In dog years

I used to think it would be hard being a dog, not knowing what was going to happen next — when the next meal would land in my dish, when the people would come home, where the car was going and when the ride would stop. It would be nice to be fed and walked and petted. It would be nice to not be expected to do the laundry, sweep the floors, pay the bills or hold down a job. But the thing I couldn’t give up about being the human in the relationship, I always told myself, was being in control of the whats and the whys and the whens.

I liked being the one driving the car. I liked being the one knowing where we were going and when we’d arrive.

But now my dog has cancer, and my whole year has not gone according to plan — at least not any plan I came up with. You don’t have to feel bad for me. I’m not sad. (Okay, sometimes I’m sad, but it’s not the overarching theme of my days.) In some ways this has actually been my best year, because I’ve learned a lot. Probably the biggest lesson I’ve learned is that I’m not driving the car. I don’t, as it turns out, have a clue where we’re going or when we’ll get there.

I’m starting to think my dog has it right. When he gets in the car and it stops at the vet, he looks a little bit disappointed. But every time he gets in the car, he acts like he’s going on a hike. Even if eight out of 10 trips lead to the vet, he still anticipates a hike. He still wags and barks and thanks the universe for the woods and the trails, the streams and the good smells.

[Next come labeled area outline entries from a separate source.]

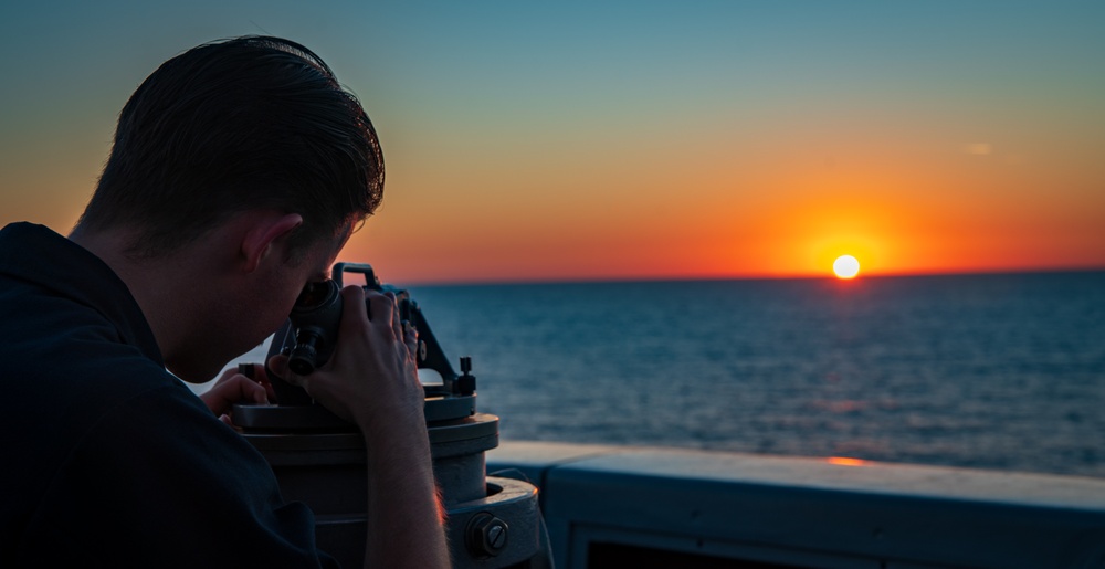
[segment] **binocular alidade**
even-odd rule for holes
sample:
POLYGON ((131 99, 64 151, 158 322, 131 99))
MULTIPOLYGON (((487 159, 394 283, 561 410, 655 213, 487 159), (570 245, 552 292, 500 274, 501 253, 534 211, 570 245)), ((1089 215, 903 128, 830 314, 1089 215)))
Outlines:
MULTIPOLYGON (((304 287, 287 322, 273 335, 266 361, 285 354, 288 368, 307 376, 329 360, 340 329, 346 273, 362 274, 366 289, 394 295, 398 317, 418 331, 419 370, 441 376, 441 383, 423 383, 423 411, 454 567, 551 567, 537 488, 486 475, 484 452, 498 446, 498 418, 476 412, 471 359, 461 358, 461 375, 453 370, 409 292, 381 284, 369 265, 338 263, 333 280, 304 287)), ((234 405, 232 420, 269 461, 284 497, 314 510, 318 547, 343 566, 360 567, 368 529, 364 481, 371 476, 365 440, 355 424, 316 404, 267 365, 266 371, 277 404, 234 405)))

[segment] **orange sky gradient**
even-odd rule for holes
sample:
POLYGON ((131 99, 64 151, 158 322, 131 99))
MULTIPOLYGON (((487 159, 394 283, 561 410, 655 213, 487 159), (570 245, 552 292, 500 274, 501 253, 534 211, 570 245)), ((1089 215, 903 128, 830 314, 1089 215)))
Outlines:
POLYGON ((135 86, 264 30, 376 124, 385 202, 340 259, 388 282, 1105 268, 1105 8, 920 4, 29 6, 0 223, 67 232, 135 86))

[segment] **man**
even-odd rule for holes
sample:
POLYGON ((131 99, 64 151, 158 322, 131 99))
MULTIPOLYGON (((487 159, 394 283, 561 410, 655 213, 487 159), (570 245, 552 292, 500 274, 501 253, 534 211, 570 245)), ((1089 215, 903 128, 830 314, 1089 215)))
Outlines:
MULTIPOLYGON (((209 409, 177 378, 208 381, 274 331, 382 185, 368 116, 302 45, 204 44, 150 75, 69 239, 0 231, 0 566, 334 565, 220 422, 235 393, 209 409)), ((415 338, 393 298, 343 294, 325 367, 270 365, 365 435, 366 565, 445 566, 415 338)))

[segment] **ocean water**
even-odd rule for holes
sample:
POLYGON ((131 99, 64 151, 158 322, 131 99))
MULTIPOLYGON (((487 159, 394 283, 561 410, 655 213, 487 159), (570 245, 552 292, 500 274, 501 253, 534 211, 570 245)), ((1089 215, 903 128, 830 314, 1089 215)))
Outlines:
POLYGON ((503 440, 1105 476, 1105 272, 409 289, 503 440))
POLYGON ((410 291, 504 440, 1105 476, 1105 272, 410 291))

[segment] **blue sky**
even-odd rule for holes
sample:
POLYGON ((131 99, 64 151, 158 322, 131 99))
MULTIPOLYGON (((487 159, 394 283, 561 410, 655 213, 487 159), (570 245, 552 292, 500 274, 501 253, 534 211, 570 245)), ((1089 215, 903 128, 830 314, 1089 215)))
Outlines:
POLYGON ((891 272, 939 271, 967 254, 939 243, 962 240, 974 256, 944 268, 1101 266, 1103 21, 1088 1, 18 3, 0 21, 0 222, 67 231, 147 74, 204 41, 271 33, 364 101, 389 194, 351 246, 411 278, 643 275, 650 259, 791 274, 829 242, 891 272), (814 172, 825 165, 836 173, 814 172), (830 193, 946 223, 818 236, 782 221, 830 193), (1031 247, 1001 249, 1002 231, 1046 246, 1018 262, 1031 247))

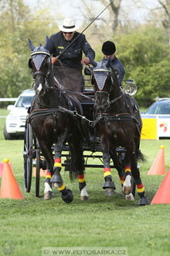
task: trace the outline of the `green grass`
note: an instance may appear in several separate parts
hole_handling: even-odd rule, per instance
[[[140,165],[141,176],[150,202],[165,177],[147,175],[162,144],[165,145],[167,172],[170,164],[169,140],[142,140],[141,144],[141,151],[148,157],[148,162]],[[23,140],[1,138],[0,162],[9,158],[25,200],[0,199],[0,255],[4,255],[2,245],[6,240],[12,240],[13,255],[17,256],[42,255],[42,247],[124,247],[132,256],[170,254],[169,205],[139,207],[138,195],[134,202],[125,201],[114,169],[112,176],[117,193],[113,197],[105,197],[102,168],[86,169],[90,196],[87,202],[80,201],[77,180],[70,182],[68,172],[63,170],[64,183],[74,195],[73,202],[63,202],[54,189],[53,199],[43,200],[43,178],[41,196],[36,198],[35,178],[30,193],[24,191],[22,150]]]

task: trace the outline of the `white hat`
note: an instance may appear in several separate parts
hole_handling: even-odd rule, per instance
[[[76,26],[73,19],[65,19],[63,24],[60,26],[60,29],[63,32],[73,32],[79,27]]]

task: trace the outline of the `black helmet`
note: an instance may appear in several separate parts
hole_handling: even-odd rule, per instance
[[[102,46],[102,53],[104,55],[112,55],[116,51],[116,47],[114,42],[106,41]]]

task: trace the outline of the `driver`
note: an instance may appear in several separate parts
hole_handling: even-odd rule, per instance
[[[87,41],[85,35],[76,32],[78,26],[75,25],[73,19],[65,19],[60,29],[61,31],[53,34],[49,38],[49,50],[53,55],[54,76],[64,87],[81,92],[84,88],[82,64],[88,64],[89,57],[94,60],[95,52]],[[76,37],[77,39],[72,43]],[[70,47],[57,59],[57,56],[69,44]],[[83,53],[85,57],[83,57]]]

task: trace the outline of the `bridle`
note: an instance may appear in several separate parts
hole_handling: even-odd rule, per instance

He’s fully invested in that hope, without any disappointment of a dream unfulfilled. The dream is always fulfilled — it’s fulfullable, which is basically pre-fulfillment — because it remains a possibility. This trip might stop at the vet, but that means the next one is the hiking trip, right?

And anyway, there’s always the whole drive to wag and bark, to anticipate and hang an excited nose out an open window.

I, too, want to live in that hope, and part of that hope comes from not knowing. Ultimately being the driver gives us about as much control as captaining a ship through a typhoon. Just because we’re holding the wheel doesn’t mean all that much. Nature, other drivers, fate, destiny, good luck, bad luck, potholes.

All these decades have I really successfully fooled myself into thinking I knew where this was all heading? How long I have, what I can accomplish, what my greater purpose is? Hell no. Those questions fill me with existential dread. I’m intimately acquainted with anxiety, with teeth grinding and clammy-palmed fear. I long for control because I can’t stand this feeling of free-falling. And yet to be human is to make peace with (or not to — many of us don’t — it’s a legitimate option) an existance shrouded in mystery.

The one in control is the one hanging an excited nose out an open window and anticipating a really good time around the next bend.

If not this bend, then the next.

That’s the meditation: be happy in the now. Wag, sniff, eat treats, relish walks.

Pet a dog.

3 responses to “In dog years”

  1. I love your post. I just lost my beloved Basset Hound last week after a long goodbye. I wasn’t really able to look at it like he did and like you describe. But I’m trying to go forward with that attitude. Thanks for describing it so well.